In a future where BSV is the global plumbing for commerce, the price of the base BSV asset can remain considerably less than that of BTC while pushing huge amounts of volume to pay nodes to process transactions. Furthermore, BSV nodes such as GorillaPool
and Taal have invented tools that allow users to leverage the data that already exists on chain so that the whole business model isn’t based on a constant flow of new transactions. Still, the value of stored data can be sold and resold into the economy via API or some other means of conveyance.

To be clear, I think BSV is undervalued, but the value proposition isn’t just “number go up.” It is also about growing the total pie so that everyone can build recursive, powerful businesses using the technology.

The future of Bitcoin’s security

As the landscape of SHA256 Bitcoin variants evolves, the reliance on transaction fees is set to become a cornerstone of network economics. BSV’s strategy to maintain robust network security through large blocks and low transaction fees is ambitious.
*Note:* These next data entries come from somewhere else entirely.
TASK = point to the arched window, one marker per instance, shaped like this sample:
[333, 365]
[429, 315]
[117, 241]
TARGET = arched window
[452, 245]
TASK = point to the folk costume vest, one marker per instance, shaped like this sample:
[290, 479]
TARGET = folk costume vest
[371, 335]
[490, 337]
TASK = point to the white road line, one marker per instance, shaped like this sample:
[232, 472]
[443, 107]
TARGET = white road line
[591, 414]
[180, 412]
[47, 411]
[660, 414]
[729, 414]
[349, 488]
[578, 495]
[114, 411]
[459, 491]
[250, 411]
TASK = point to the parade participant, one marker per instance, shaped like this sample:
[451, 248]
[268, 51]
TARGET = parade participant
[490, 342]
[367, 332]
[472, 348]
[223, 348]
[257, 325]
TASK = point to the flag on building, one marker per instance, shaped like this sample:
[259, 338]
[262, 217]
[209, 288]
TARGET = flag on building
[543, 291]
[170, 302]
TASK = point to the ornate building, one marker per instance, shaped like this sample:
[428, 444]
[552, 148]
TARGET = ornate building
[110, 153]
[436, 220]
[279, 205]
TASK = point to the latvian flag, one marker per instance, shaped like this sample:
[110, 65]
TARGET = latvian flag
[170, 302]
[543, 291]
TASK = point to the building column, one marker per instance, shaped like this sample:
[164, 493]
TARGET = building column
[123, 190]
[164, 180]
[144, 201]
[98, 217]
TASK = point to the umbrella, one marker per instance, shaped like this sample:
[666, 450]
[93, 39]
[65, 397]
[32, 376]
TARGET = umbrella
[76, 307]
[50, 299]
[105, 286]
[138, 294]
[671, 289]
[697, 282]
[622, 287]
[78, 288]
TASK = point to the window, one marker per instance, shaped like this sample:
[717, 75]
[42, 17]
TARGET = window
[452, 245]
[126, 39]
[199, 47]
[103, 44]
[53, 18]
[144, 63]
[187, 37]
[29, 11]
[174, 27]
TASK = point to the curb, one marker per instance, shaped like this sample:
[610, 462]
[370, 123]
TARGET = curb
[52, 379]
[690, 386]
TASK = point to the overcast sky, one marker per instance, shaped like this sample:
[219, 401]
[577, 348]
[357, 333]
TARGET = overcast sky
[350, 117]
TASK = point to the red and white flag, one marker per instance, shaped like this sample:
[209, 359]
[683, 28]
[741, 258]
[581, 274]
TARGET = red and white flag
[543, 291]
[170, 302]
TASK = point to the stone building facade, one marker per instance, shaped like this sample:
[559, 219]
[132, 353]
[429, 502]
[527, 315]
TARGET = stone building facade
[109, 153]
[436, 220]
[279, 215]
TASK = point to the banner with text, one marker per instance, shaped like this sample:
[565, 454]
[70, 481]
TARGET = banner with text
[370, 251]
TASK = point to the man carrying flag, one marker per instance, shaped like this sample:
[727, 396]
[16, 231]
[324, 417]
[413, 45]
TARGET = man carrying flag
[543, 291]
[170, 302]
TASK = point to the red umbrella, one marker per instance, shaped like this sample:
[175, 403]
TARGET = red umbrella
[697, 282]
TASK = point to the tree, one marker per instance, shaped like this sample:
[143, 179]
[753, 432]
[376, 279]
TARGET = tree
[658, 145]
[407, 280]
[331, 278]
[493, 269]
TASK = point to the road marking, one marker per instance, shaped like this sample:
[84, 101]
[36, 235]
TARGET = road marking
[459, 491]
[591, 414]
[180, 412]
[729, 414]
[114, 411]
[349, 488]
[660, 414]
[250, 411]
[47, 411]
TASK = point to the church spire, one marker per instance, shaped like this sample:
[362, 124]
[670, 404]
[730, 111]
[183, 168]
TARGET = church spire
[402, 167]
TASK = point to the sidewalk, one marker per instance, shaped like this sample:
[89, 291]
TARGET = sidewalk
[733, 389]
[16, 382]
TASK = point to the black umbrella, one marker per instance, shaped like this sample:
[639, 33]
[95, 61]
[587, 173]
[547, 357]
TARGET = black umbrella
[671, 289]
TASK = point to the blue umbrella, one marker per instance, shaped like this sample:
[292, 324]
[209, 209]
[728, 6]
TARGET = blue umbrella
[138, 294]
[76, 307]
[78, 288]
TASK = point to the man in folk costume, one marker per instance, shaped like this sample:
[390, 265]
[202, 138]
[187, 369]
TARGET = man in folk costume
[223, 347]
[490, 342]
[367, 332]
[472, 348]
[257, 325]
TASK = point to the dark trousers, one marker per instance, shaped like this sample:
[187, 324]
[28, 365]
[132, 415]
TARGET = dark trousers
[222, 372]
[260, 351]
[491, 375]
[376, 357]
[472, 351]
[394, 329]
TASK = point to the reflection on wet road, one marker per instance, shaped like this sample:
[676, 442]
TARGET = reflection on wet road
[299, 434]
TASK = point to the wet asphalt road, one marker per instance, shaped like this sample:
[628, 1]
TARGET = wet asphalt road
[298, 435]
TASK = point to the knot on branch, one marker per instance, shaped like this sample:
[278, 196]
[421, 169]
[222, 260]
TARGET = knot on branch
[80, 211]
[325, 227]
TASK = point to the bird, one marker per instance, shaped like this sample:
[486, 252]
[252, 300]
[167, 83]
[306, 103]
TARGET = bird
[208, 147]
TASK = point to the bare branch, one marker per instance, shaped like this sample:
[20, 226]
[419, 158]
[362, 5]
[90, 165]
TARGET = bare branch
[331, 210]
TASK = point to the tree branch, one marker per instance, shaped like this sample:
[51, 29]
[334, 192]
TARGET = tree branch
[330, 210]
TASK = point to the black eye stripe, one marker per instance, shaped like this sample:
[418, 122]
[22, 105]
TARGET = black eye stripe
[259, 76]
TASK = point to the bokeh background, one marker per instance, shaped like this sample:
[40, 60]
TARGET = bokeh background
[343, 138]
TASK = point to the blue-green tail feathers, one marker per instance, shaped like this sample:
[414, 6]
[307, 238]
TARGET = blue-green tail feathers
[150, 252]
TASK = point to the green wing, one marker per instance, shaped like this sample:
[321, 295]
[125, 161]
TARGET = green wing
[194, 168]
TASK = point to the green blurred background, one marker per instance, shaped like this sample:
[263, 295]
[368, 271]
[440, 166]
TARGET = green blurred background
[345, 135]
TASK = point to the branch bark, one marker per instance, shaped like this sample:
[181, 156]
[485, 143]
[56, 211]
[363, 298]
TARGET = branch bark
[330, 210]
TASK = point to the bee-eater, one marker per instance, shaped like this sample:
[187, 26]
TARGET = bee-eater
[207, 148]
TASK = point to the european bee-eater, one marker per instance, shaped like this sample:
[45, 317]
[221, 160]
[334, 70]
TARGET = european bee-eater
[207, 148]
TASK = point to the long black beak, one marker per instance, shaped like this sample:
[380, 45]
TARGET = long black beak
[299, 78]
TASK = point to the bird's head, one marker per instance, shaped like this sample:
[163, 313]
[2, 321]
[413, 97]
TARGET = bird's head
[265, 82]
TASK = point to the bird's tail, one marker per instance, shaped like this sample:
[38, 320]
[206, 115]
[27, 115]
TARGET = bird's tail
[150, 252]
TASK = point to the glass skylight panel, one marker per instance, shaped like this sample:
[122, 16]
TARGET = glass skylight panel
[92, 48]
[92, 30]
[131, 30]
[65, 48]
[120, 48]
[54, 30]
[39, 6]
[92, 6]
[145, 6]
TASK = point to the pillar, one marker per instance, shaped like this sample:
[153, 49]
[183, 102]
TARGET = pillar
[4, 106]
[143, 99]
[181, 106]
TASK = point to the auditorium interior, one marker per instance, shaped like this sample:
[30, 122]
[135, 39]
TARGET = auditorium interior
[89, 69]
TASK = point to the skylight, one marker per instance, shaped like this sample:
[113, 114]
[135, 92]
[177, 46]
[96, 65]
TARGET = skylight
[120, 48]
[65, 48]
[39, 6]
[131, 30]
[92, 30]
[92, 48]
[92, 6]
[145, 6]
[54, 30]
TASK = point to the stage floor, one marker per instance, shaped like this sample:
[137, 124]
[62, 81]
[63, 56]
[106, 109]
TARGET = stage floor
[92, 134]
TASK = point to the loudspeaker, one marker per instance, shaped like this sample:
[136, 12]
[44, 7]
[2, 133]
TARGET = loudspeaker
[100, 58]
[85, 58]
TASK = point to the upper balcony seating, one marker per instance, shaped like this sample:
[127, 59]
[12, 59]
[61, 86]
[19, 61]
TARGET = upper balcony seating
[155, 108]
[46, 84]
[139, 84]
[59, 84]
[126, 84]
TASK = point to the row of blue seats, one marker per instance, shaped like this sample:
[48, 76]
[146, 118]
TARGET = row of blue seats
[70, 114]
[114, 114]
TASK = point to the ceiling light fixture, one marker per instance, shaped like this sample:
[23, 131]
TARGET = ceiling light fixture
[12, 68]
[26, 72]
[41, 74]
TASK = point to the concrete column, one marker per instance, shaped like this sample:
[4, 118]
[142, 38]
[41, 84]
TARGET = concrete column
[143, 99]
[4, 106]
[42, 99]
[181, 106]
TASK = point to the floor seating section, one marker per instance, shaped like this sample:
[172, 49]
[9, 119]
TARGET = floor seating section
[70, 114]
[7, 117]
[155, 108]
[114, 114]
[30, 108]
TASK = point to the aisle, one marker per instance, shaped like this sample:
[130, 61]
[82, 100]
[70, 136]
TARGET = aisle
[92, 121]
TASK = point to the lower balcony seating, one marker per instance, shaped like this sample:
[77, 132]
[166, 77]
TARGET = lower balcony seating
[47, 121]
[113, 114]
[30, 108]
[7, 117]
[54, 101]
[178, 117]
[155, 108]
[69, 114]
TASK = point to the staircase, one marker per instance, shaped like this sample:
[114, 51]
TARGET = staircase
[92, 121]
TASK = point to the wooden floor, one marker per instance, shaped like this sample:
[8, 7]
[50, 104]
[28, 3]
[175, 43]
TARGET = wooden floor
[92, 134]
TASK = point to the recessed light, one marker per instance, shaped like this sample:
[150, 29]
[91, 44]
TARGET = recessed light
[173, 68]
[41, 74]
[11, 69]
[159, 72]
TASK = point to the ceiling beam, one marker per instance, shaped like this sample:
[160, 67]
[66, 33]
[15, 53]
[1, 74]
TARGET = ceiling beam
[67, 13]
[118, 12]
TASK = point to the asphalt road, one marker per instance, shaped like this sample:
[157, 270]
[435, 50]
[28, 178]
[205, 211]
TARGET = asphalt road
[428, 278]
It presents an alternative to the traditional block reward system, which may become increasingly untenable as rewards continue to decrease and price appreciation is blunted by simple economics. The effectiveness of this approach in preserving network integrity without the significant miner incentives provided by block rewards remains to be seen and will likely be a critical factor in its success or failure.

I’m betting on a future where Bitcoin is fully realized, and owning a piece of its infrastructure is extremely valuable.


The various strategies to navigate the reduction in block rewards highlight a broader challenge in the blockchain world. While BTC continues to hold its ground, BCH and especially BSV explore more radical changes to sustain their networks. BSV’s ambitious scaling plan places it in a unique position to potentially redefine the economic model of the world. As the industry moves forward, the importance of innovative and adaptable solutions will be crucial in securing the future of these digital assets.